The surrounding lights and flowers and decorations and sweet smells tell us that others around us are all on the same page. It’s the darkest time of year, but we all are celebrating light. In fact, we’re surrounded by light—the strings of lights, the candles, the goodwill. We can and do find solidarity with one another. We appreciate the season while it lasts. Together we acknowledge a shared momentacross time and space and culture and language. 

In one brilliant moment, amidst the dark and chaos, the Light of the World enters, and we begin to experience our salvation.        

Monday Motivation: Alfred Delp

 “Advent is the time of promise; it is not yet the time of fulfillment. We are still in the midst of everything and in the logical inexorability and relentlessness of destiny.…Space is still filled with the noise of destruction and annihilation, the shouts of self-assurance and arrogance, the weeping of despair and helplessness. But round about the horizon the eternal realities stand silent in their age-old longing. There shines on them already the first mild light of the radiant fulfillment to come. From afar sound the first notes as of pipes and voices, not yet discernable as a song or melody. It is all far off still, and only just announced and foretold. But it is happening, today.” ― Alfred Delp, Advent of the Heart: Seasonal Sermons And Prison Writings 1941-1944

Wherefore art Thou?

It’s the time of year with the best music—the classical, jaunty hymns of Advent/Christmas. I welcome them like old friends and belt them out. And on the first Sunday of Advent, as we began the processional, I had to endure the eye-rolling disappointment of an “updated” rendition of “Come Thou Long Expected Jesus.” No “thees” or “thous” (outside the title). “You” and “your” choppily pushed in. Is it really so hard to leave the lines as we’ve sung them for generations, I thought. What’s so bad about singing “thy?”

Sure, those words aren’t used in everyday speech anymore. They’ve become “church” words, almost formalized.

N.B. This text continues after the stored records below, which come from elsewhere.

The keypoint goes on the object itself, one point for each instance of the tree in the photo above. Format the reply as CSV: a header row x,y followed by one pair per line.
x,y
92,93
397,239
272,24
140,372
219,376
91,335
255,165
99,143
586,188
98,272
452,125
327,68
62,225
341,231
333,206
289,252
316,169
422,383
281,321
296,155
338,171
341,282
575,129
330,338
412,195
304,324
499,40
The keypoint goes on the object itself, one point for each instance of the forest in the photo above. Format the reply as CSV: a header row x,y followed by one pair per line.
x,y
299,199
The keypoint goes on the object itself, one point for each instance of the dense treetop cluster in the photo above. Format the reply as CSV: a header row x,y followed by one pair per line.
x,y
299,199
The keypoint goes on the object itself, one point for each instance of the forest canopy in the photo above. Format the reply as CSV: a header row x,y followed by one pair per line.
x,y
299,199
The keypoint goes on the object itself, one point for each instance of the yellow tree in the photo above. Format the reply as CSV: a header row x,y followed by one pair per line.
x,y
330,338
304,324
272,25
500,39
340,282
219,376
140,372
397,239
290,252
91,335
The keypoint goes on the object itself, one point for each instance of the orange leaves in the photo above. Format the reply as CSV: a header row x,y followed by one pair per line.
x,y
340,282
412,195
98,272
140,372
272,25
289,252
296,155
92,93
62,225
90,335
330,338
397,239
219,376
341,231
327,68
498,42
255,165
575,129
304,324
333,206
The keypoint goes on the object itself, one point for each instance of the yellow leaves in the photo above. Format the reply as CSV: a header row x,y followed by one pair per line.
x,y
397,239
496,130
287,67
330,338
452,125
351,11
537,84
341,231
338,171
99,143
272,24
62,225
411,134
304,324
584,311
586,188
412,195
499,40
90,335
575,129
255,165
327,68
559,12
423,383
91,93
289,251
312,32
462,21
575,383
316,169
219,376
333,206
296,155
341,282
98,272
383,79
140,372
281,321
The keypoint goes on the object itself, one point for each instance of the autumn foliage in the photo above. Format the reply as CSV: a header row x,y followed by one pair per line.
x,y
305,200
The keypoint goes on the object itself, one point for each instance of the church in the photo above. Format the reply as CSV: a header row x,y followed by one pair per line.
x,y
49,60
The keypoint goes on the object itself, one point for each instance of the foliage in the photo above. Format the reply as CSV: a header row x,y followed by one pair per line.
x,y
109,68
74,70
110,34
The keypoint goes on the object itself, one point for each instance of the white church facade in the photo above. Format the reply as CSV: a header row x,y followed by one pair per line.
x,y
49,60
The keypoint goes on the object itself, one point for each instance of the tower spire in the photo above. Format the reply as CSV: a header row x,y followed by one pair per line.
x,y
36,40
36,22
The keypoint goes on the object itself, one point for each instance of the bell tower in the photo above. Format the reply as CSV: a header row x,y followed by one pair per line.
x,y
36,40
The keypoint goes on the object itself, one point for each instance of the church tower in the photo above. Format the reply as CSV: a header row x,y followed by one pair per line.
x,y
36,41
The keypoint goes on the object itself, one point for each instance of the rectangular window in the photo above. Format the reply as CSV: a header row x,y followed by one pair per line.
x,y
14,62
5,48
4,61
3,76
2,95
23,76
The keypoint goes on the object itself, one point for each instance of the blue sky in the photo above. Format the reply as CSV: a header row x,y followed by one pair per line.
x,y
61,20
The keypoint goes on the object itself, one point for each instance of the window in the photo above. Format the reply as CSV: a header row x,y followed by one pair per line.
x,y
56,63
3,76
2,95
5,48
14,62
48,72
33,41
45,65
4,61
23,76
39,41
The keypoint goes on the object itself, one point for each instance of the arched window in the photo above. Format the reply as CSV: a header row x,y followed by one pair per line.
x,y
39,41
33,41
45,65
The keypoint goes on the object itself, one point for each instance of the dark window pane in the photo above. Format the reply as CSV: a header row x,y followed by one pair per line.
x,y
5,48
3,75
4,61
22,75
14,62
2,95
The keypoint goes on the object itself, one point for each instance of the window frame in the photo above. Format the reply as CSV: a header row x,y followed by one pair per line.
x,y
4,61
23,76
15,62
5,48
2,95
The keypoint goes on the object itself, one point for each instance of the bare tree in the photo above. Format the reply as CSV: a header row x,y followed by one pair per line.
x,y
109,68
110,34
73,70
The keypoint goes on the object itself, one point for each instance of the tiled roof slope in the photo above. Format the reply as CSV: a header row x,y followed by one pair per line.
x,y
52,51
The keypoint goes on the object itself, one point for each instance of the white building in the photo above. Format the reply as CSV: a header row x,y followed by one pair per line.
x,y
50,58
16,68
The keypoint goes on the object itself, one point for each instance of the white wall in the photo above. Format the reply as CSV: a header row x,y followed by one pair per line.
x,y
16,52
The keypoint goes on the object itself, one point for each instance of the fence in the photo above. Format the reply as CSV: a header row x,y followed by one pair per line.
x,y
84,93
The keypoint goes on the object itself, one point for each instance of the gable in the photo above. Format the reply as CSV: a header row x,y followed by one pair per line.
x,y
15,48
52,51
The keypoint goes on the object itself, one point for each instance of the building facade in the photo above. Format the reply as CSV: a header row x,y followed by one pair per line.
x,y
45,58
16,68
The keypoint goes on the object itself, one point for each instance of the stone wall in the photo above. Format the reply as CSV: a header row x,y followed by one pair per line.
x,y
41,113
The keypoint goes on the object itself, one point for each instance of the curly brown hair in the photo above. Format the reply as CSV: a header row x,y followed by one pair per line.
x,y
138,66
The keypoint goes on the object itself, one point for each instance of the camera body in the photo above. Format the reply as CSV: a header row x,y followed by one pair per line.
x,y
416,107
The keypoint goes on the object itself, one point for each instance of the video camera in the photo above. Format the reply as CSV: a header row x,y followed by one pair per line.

But it wasn’t always that way. “Thou” was originally the singular second person pronoun; “ye” was the plural second person pronoun. Around the 1300s as Middle English was shifting into Modern English, “ye/you” began to be used as a singular second person pronoun, particularly when addressing a superior. This was in part due to the French practice of addressing superiors or strangers in the plural (the royal “we’). Subsequently, “thee/thou” remained the “common” singular second person address, for friends, family, or inferiors.

Over time, “thee/thou” fell out of use as impolite. In social introductions, it was considered to err on the side of formally, so “you” became the default second person pronoun. But it persisted in familial settings, and in hymns. What I find so interesting about the formal/informal distinction with “you” and “thou” is that all those hymns addressing God use “thou.” What sounds so formal to our modern ears is in fact a familial phrase—it’s addressing God not in a formal, superior way but in an intimate, domestic way. He is our father. He is our friend. He knows us more intimately than anyone.

Singing hymns, knowing the “thous” are addresses of familiarity, makes the hymns more intimate. It’s no secret that I find most modern Christian worship songs weak or annoying. They hold no nostalgia for me, they’re repetitive and theologically susceptible, and they often just aren’t that fun to sing. I rarely enjoy a song written after 1950, and I almost never have had one help me pray. They’re distracting to my disposition. And even a familiar song that’s been “updated” with gender neutral or less “archaic” language takes me out of the prayerful singing. (I do protest by singing the “right” words of “Be Thou My Vision.”)

Language evolves, and it makes sense that in a more democratic world the distinction between formal and informal has disappeared. But I do think there is a loss when words disappear. As “you” became singular, we have started to need a distinguishing word for the plural (like “y’all”). Words convey specific meaning, even as the meanings change. “Thee/thou” may not be used outside church hymns and wedding vows, but they still have a place there—the intimate, holy second person pronoun.